Wednesday, May 14, 2008

Handling Immigrants The Republican Way — Like Cattle



[Cross-posted at Firedoglake.]

 It’s not without reason that Latinos in the USA are feeling terrorized these days, thanks largely to the increasing "crackdown" in illegal immigrants being pursued by ICE officials. This week in Iowa, they had the largest immigration raid yet:
The number of illegal immigrants detained Monday in Postville has risen to 390 in what federal officials now describe as the largest single-site raid of its kind nationwide.
The detainees include 314 men and 76 women, according to figures released this morning by federal authorities. Fifty-six detainees – mostly women with young children – have been released under the supervision of U.S. Immigration and Customs Enforcement.

“We’re here to discuss not only the largest operation of its kind ever in Iowa, but in fact the largest single-site enforcement operation of its kind in the country,” U.S. Attorney Matt M. Dummermuth said.

The detainees included 290 who claimed to be Guatemalans, 93 Mexicans, three Israelis and four Ukrainians. Among the detained were 12 juveniles, six of whom have been released.
It’s all reminiscent, as the folks at America’s Voice pointed out, of the kind of "round ‘em up, ship ‘em out, and let God sort it out" rhetoric favored by the nativist faction that’s overtaken the Republican Party nowadays, especially folks like Rep. Steve King, the Iowa congressman seen in the video above equating undocumented to workers to cattle and saying, among other things:
We could also electrify this wire with the kind of current that wouldn’t kill somebody but would simply be a discouragement for them to be fooling around with it. We do this with livestock all the time.
As Frank Sharry at America’s Voice observes:
The Bush Administration has given up on real immigration reform to join Congressman Steve King and other Republicans who advocate mass round-ups of immigrant workers. The latest immigration raid in Iowa is an ugly example of the Republican thrust on the complex issue of illegal immigration: scare the public into thinking that immigrant workers are the enemy, round them up like cattle, terrorize immigrant communities in hopes they will leave the country, and pray it helps Republicans win elections this fall.



Moreover, as Joshua Holland at AlterNet recently explored, these kinds of mass roundups are always a bad idea, and always produce atrocities — not to mention a big hangover for civic leaders afterward:
Arizona’s new "enforcement only" immigration law, which mandates the use of an electronic verification system and subjects employers to the loss of their business license for hiring the wrong person, has turned out to be a disaster that might rank up there with the Edsel or New Coke in the pantheon of bone-headed ideas.

The state had a very low unemployment rate when the law was passed — it was, at least in part, a "solution" to a problem they didn’t have. Unemployment was at 4.1 percent when the law went into effect in January, and had been at 3.7 percent when a judge upheld the measure in early 2007.
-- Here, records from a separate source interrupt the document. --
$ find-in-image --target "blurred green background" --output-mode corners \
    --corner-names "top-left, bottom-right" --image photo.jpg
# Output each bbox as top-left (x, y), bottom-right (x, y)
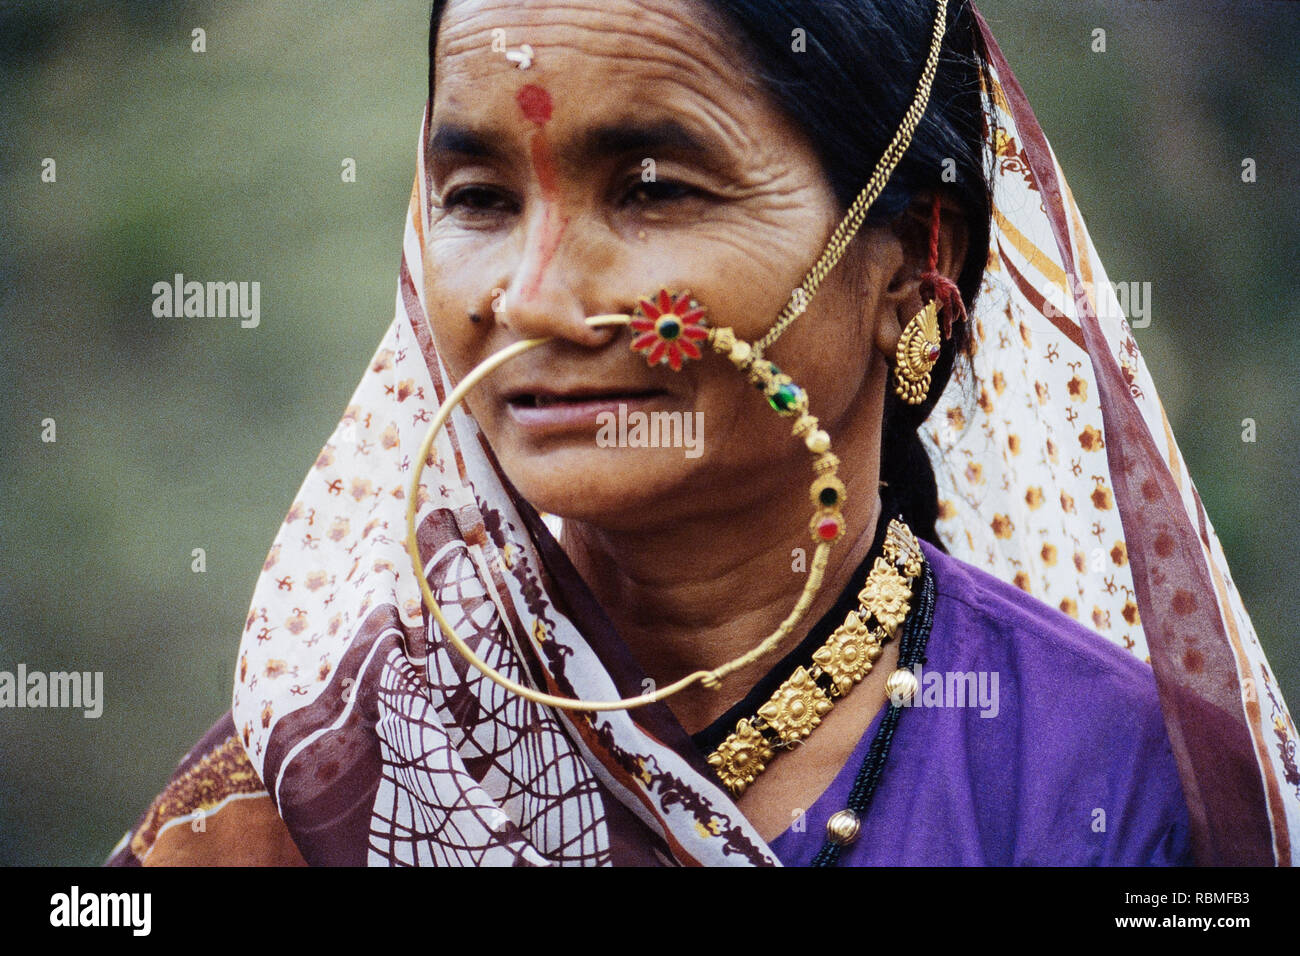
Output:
top-left (1, 1), bottom-right (1296, 865)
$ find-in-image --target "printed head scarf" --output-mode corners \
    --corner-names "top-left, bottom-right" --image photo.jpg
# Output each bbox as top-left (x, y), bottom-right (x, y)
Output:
top-left (229, 5), bottom-right (1299, 866)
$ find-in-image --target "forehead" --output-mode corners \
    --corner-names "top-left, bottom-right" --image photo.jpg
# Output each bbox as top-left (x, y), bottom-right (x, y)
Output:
top-left (433, 0), bottom-right (763, 129)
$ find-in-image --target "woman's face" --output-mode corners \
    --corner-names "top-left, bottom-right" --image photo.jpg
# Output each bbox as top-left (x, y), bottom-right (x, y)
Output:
top-left (424, 0), bottom-right (897, 529)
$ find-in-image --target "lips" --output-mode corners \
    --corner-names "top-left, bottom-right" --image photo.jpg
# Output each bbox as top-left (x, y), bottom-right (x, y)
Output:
top-left (504, 386), bottom-right (671, 432)
top-left (508, 388), bottom-right (666, 408)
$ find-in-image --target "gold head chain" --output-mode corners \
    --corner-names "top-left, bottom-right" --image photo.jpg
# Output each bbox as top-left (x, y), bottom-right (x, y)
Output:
top-left (405, 0), bottom-right (950, 712)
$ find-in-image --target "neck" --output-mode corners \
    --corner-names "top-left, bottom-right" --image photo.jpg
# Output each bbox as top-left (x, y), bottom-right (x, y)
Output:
top-left (559, 398), bottom-right (886, 734)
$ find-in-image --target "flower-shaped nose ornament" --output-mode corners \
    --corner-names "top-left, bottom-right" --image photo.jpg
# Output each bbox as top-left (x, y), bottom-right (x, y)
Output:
top-left (630, 289), bottom-right (709, 371)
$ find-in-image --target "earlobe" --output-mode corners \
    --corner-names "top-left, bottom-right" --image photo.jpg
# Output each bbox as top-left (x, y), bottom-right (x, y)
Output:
top-left (872, 301), bottom-right (909, 362)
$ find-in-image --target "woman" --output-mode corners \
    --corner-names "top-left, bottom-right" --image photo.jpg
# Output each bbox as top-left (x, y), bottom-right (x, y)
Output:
top-left (108, 0), bottom-right (1298, 866)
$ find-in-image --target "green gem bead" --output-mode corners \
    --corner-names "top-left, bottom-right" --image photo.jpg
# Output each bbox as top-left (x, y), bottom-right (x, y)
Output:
top-left (656, 317), bottom-right (681, 340)
top-left (768, 383), bottom-right (803, 414)
top-left (818, 486), bottom-right (840, 507)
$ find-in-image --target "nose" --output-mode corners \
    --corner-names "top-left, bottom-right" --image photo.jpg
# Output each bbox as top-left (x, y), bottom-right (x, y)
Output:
top-left (496, 209), bottom-right (623, 349)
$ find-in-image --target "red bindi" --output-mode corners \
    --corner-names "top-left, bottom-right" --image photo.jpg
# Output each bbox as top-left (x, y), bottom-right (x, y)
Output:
top-left (516, 84), bottom-right (553, 124)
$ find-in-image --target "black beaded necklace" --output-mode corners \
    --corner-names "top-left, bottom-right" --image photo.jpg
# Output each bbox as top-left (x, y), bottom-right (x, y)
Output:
top-left (688, 488), bottom-right (939, 865)
top-left (810, 557), bottom-right (936, 866)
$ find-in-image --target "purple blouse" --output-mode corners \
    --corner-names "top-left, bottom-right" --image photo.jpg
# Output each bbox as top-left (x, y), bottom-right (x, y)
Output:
top-left (768, 540), bottom-right (1193, 866)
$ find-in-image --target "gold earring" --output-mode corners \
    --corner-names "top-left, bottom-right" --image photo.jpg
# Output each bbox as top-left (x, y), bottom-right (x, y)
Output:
top-left (893, 299), bottom-right (942, 405)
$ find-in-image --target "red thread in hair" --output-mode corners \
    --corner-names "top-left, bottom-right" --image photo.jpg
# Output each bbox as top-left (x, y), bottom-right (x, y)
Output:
top-left (919, 193), bottom-right (967, 339)
top-left (927, 192), bottom-right (942, 274)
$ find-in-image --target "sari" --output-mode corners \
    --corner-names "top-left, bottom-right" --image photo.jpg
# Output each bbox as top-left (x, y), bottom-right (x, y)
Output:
top-left (108, 7), bottom-right (1298, 867)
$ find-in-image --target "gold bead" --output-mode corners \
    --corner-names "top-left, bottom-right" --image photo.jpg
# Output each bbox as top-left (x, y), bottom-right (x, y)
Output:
top-left (885, 668), bottom-right (919, 706)
top-left (792, 414), bottom-right (818, 439)
top-left (812, 452), bottom-right (840, 475)
top-left (825, 809), bottom-right (861, 846)
top-left (806, 429), bottom-right (831, 454)
top-left (729, 340), bottom-right (752, 367)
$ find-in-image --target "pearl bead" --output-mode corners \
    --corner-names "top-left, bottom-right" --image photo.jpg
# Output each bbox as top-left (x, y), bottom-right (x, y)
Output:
top-left (806, 430), bottom-right (831, 454)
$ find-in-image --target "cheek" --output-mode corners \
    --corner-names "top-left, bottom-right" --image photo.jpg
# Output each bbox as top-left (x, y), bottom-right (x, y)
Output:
top-left (421, 236), bottom-right (497, 380)
top-left (721, 270), bottom-right (881, 445)
top-left (678, 207), bottom-right (840, 346)
top-left (798, 300), bottom-right (882, 429)
top-left (812, 326), bottom-right (876, 425)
Law-makers are now scrambling to undo the shock they’ve inflicted on the state as up to eight percent of the population — according to one estimate — have decided to hightail it out of Arizona en masse. The people of Arizona are learning that immigrants not only supply labor, but also demand goods and services in turn — and the labor that goes into them. They’re also learning that newer immigrant communities have a mix of people with different legal status all jumbled together, and that when there is a widespread perception that politicians (and citizens) are attacking immigrants, it doesn’t much matter that some differentiate between those who are "legal" and "illegal" — Arizona is losing citizens and lawful permanent residents among that eight percent drop in population.
Arizona is now faced with labor shortages, and when combined with the loss in demand from all those worker/consumers, the whole enchilada might end up costing the state’s economy tens of billions of dollars.
I have a hunch the fine folks of Iowa are eventually going to feel a similar hangover. And they can thank their good Republican representatives for it when they do.